I've been doing IF consistently for about a decade. I never needed to lose weight, I did it to improve my healthspan. This is just my experience so obviously YMMV

1) I drink coffee in the morning too. No stomach problems yet, but I'm completely dependent on caffeine. Last summer I did a 4 month hiatus from caffeine and at the end I determined the tradeoff for me wasn't worth it. The energy and focus is just too valuable, to go without.

2) If it's going well, I wouldn't worry about it. At some point your body will stop having a huge fat reserve to burn off, and you will find that your energy levels crater and recover very slowly if you exert yourself too much for a given macro load.

3) You should try an extended fast! My response to "you are skipping the most important meal of the day" is "I don't even eat every day, fasting is good for you". If they press the issue I'll tell them about fasting for 5 days and how good it makes me feel.

And extended fasts really do make me feel amazing after the fact.

The more that one experiments with these diet changes, I think, the more one reveals how untrue that phrase "most important meal of the day" becomes. I feel unstoppable if I skip breakfast, lethargic if I don't.
I'd like to see a RCT that compared two time-restricted eating groups: 7am to 3pm, and noon to 8pm. Which would have the larger benefit over a control group?

Also, it would be good to simultaneously (somehow) check if the results depend on one's genetic or cultural bias towards eating in the morning or evening.

It most definitely is highly personal, like most weight management advice seems to be.

The only immutable truth is that calorie deficit will make you lose weight.

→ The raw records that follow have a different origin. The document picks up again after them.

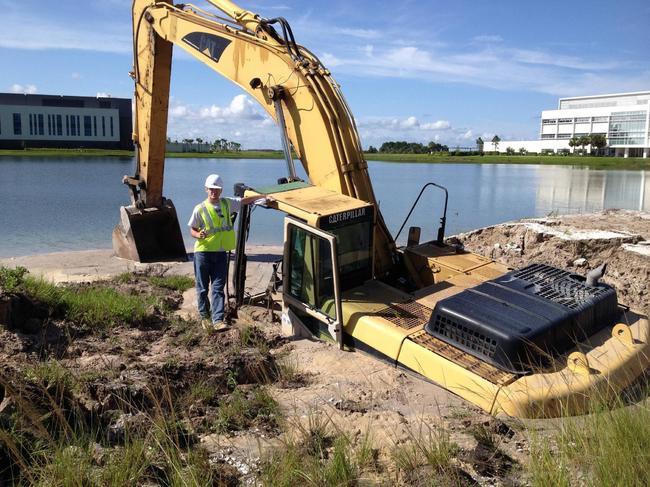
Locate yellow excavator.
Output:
[113,0,650,417]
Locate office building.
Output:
[494,91,650,158]
[0,93,133,149]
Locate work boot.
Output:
[212,321,228,331]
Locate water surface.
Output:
[0,157,650,257]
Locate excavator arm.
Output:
[112,0,395,275]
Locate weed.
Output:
[213,387,279,433]
[0,266,27,293]
[147,276,194,292]
[393,424,459,483]
[22,277,161,330]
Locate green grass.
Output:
[13,270,164,330]
[529,401,650,487]
[0,149,650,170]
[365,154,650,170]
[213,387,279,433]
[146,276,194,292]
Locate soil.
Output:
[0,211,650,485]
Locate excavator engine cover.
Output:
[113,199,187,262]
[426,264,618,374]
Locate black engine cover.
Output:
[425,264,618,373]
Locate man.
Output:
[188,174,270,330]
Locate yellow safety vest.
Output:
[194,198,235,252]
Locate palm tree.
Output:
[492,135,501,152]
[591,134,607,154]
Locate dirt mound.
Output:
[448,210,650,313]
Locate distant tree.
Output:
[492,135,501,152]
[578,135,591,153]
[591,134,607,154]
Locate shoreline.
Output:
[0,244,282,283]
[0,149,650,170]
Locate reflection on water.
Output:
[537,166,650,214]
[0,157,650,257]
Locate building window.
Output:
[84,115,93,137]
[607,111,647,146]
[14,113,23,135]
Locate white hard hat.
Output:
[205,174,223,189]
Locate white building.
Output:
[494,91,650,158]
[0,93,133,150]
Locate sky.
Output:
[0,0,650,149]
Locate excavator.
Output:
[113,0,650,418]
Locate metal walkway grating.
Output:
[375,301,431,330]
[409,331,519,385]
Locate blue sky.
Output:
[0,0,650,148]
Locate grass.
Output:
[529,401,650,487]
[22,277,162,330]
[0,267,168,331]
[213,386,280,433]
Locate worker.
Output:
[188,174,271,330]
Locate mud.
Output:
[0,211,650,486]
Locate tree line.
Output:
[368,141,449,154]
[167,137,241,152]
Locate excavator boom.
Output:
[113,0,395,276]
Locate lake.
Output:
[0,157,650,257]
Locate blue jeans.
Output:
[194,252,228,323]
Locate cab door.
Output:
[282,217,343,349]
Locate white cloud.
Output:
[421,120,451,130]
[400,117,420,129]
[472,35,503,43]
[167,94,280,149]
[333,27,381,39]
[9,83,37,95]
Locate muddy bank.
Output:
[448,210,650,313]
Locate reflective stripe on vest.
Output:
[194,198,235,252]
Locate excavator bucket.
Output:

BUT different people find different methods of calorie deficit easier to handle mentally and/or physically.[1]

I can easily go even 20 hours without food maybe only sipping on some water or tea, my grandmother is the same. She can just have a big meal once per day and go about her day (and night) just fine.

My partner on the other hand needs to eat every 3-4 hours or they become completely unbearable mentally. It doesn't need to be a full meal, but some kind of calorie top-up is essential.

[1] ...and it seems that different people get different amounts of calories from the same food, it's a gut flora thing.

I‘m certainly the „snack every 3-4 hours“ type, though I‘m not sure how much of this is already some symptom of insulin resistance.
Probably depends a lot on what (and how much) you eat for breakfast too?

If I don't have some kind of protein in the AM, I quickly start having mental/emotional issues (and end up with recovery problems due to exercise, including pain). Trying to make up for it at lunch is a losing battle.

Glutathione worked for me
Just an anecdote, but for a few years I always skipped breakfast and had black coffee, and I did eventually develop some pretty severe heart burn issues. I went to tea for a while, back on coffee but usually eating breakfast again. I guess I’d just keep an eye on it and take action before it gets extremely painful, I’m not sure it’s guaranteed or anything.